Sun Microsystems HP LTO4 manual Potential issue, Work-Around, Details

KMS Operations

FIGURE 2-3Key Lifecycle

A potential issue:

That LTO4 drive firmware will not request a write key in the following scenario:

Read, Space, Write-Filemark, Write.

The drive will use the same key obtained for the Read command to encrypt the data provided for the Write command. The state of this key may be inappropriate for writing due to the policy associated with the drive (an expired key).

Work-Around:

Assign the drive’s Key Group having a key policy with a long encryption period. An encryption period of a year or longer is recommended.

Details:

The LTO-4 drive firmware will not request a write key in the following scenario: Read, Space, Write-Filemark, Write. The drive will use the key obtained from the Read command to encrypt the data provided for the Write command.

Most applications go through this sequence of operations when appending data to a tape.

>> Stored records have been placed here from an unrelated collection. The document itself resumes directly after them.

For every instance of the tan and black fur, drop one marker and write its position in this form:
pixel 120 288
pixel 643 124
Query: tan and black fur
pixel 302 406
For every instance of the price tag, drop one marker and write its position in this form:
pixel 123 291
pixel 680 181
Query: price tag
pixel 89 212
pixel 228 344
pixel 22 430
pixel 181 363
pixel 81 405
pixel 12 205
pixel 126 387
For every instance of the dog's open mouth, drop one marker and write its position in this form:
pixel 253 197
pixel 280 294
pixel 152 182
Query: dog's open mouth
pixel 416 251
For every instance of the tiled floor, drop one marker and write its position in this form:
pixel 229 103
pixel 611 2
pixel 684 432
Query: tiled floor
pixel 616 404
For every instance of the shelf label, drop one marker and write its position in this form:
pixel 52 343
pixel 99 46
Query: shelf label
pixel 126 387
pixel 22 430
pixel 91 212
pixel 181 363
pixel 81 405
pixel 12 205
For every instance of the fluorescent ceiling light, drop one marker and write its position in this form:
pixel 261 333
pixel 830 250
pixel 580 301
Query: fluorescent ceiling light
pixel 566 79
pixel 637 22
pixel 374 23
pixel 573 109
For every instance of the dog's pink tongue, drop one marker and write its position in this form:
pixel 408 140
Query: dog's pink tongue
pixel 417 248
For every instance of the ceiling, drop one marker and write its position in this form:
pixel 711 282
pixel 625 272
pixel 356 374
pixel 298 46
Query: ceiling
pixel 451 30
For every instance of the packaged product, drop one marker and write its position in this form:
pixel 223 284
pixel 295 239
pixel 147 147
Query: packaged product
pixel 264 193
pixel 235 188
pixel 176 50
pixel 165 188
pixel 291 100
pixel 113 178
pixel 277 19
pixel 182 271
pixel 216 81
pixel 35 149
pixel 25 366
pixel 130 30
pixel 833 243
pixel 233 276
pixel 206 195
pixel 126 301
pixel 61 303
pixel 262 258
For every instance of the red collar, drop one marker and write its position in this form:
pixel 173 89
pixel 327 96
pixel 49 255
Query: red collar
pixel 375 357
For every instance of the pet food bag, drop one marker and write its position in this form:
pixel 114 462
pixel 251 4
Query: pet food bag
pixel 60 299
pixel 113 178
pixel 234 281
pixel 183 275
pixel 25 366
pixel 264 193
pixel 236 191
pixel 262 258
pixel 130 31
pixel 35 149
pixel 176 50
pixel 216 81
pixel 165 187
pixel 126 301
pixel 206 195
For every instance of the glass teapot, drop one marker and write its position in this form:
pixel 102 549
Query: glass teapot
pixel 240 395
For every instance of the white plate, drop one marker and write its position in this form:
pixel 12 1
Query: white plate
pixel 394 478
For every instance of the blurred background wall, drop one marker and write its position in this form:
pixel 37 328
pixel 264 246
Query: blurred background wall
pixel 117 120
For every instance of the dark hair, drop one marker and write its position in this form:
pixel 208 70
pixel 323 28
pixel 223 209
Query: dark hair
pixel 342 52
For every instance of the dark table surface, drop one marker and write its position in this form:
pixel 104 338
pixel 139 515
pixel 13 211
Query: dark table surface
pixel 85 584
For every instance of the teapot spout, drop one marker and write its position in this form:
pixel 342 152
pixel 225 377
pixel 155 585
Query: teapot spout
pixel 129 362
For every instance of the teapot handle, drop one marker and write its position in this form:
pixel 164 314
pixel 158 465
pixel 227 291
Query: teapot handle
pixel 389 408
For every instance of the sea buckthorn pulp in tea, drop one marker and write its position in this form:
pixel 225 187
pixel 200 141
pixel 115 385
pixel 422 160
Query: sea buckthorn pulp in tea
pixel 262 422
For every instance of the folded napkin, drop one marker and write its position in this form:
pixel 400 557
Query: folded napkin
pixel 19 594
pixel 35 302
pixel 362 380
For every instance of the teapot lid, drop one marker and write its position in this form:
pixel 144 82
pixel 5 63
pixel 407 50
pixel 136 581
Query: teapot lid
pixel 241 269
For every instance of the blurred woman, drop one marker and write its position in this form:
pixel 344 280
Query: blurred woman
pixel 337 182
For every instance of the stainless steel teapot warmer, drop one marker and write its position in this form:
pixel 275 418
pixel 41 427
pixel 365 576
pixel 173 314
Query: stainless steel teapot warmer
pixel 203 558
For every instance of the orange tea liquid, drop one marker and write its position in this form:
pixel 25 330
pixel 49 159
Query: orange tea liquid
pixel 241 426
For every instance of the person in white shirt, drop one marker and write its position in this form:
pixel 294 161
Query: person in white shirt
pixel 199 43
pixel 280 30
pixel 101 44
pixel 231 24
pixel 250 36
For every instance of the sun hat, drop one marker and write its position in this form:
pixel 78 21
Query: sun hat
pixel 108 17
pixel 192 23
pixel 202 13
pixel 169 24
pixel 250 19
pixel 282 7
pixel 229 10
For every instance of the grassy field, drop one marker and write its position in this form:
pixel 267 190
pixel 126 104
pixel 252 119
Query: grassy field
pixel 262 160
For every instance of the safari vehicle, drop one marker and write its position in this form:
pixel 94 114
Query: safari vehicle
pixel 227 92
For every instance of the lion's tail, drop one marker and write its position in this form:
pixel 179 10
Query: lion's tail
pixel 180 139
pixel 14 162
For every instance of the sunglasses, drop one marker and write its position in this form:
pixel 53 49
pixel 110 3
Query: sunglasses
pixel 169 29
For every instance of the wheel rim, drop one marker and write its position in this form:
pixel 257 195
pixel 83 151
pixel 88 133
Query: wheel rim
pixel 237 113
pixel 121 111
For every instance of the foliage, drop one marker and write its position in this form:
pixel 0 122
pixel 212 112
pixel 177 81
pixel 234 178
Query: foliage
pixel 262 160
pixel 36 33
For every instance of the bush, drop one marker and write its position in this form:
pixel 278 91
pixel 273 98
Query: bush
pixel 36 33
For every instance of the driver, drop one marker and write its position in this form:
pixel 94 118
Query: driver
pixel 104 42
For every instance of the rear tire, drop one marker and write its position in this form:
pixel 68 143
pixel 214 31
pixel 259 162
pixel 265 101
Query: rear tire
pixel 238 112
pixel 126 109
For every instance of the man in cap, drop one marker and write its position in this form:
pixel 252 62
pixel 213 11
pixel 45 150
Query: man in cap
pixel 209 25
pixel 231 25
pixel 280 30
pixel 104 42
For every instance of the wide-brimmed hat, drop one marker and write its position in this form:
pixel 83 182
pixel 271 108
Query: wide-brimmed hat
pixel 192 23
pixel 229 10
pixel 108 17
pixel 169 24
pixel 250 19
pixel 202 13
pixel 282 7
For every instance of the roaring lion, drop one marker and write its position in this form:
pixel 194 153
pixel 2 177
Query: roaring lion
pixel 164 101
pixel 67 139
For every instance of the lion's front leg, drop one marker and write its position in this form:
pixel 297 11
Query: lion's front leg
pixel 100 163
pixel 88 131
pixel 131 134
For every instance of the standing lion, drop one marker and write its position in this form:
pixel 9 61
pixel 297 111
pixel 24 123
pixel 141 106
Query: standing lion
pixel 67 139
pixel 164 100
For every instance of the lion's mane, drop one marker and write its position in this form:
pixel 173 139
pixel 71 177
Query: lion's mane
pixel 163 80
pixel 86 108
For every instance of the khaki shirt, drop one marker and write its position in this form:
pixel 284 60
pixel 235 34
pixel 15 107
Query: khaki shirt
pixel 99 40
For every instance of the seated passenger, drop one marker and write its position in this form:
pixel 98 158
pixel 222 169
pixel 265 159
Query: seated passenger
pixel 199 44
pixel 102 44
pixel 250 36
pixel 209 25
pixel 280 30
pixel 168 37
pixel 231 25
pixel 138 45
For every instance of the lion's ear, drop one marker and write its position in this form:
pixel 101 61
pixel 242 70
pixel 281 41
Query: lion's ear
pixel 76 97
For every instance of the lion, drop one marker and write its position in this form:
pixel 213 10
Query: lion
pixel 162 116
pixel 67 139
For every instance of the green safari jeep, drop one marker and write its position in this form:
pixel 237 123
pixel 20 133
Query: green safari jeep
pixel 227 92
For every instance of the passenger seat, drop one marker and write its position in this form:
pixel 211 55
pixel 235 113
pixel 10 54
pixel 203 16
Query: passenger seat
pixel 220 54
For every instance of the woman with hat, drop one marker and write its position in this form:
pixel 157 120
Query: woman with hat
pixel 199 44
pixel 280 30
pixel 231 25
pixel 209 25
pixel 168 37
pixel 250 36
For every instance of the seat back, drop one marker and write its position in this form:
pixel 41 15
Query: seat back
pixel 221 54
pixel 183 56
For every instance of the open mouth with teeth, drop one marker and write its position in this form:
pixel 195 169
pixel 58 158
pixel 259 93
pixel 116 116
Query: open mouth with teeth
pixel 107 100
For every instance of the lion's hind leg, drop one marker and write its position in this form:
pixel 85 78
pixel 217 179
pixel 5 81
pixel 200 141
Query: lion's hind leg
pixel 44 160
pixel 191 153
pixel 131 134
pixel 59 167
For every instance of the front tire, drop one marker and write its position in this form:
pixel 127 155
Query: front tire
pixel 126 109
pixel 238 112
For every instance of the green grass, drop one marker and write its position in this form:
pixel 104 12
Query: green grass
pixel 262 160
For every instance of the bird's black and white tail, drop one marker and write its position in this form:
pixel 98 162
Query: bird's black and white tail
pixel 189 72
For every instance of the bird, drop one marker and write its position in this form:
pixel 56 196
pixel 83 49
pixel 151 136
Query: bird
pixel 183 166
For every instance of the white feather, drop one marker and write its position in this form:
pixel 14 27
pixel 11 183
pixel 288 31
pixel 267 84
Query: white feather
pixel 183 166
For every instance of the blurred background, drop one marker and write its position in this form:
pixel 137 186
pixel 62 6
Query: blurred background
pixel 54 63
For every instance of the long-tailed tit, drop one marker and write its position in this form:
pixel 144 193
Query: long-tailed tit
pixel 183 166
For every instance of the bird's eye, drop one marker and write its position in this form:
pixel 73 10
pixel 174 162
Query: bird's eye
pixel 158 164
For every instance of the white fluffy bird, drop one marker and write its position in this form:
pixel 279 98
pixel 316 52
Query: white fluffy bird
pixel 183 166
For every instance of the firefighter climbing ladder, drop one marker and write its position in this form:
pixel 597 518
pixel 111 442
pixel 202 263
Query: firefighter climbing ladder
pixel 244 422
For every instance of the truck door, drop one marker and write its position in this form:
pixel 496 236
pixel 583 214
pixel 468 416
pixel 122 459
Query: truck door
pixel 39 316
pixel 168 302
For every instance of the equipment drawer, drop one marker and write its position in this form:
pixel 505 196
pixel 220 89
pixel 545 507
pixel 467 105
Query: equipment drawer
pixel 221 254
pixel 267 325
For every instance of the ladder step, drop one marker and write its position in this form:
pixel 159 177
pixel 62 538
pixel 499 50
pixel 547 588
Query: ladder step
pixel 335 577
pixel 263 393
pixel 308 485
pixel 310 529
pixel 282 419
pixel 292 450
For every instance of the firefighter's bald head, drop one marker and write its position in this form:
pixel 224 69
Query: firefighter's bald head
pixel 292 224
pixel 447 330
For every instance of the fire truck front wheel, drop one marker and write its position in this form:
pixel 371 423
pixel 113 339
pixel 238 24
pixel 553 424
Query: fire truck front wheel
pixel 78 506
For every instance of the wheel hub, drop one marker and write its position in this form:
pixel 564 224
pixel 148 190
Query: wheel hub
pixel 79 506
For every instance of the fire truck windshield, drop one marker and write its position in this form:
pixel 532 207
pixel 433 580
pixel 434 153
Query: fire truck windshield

The end result is that encryption keys previously used on that tape will continue to be used for write operations even if the state of the key has changed to expired or compromised.

The encryption period is a user defined policy.

An encryption period of a year or longer is recommended to mitigate the risk of write operations using an expired key. Most applications write sequentially to a tape cartridge until it is full. It is rare that a customer would not fill a tape cartridge with data within a year.

This is a low impact issue due to ability to mitigate exposure with a user defined encryption period and due to the non-disruptive nature of the error. Data encrypted with an expired key can still be accessed normally on future attempts to append or restore.

It is recommended that the customer not destroy encryption keys as a means to enforce data life-cycle management. Instead, enforce data life-cycle management by expiring volumes through the backup and archive applications.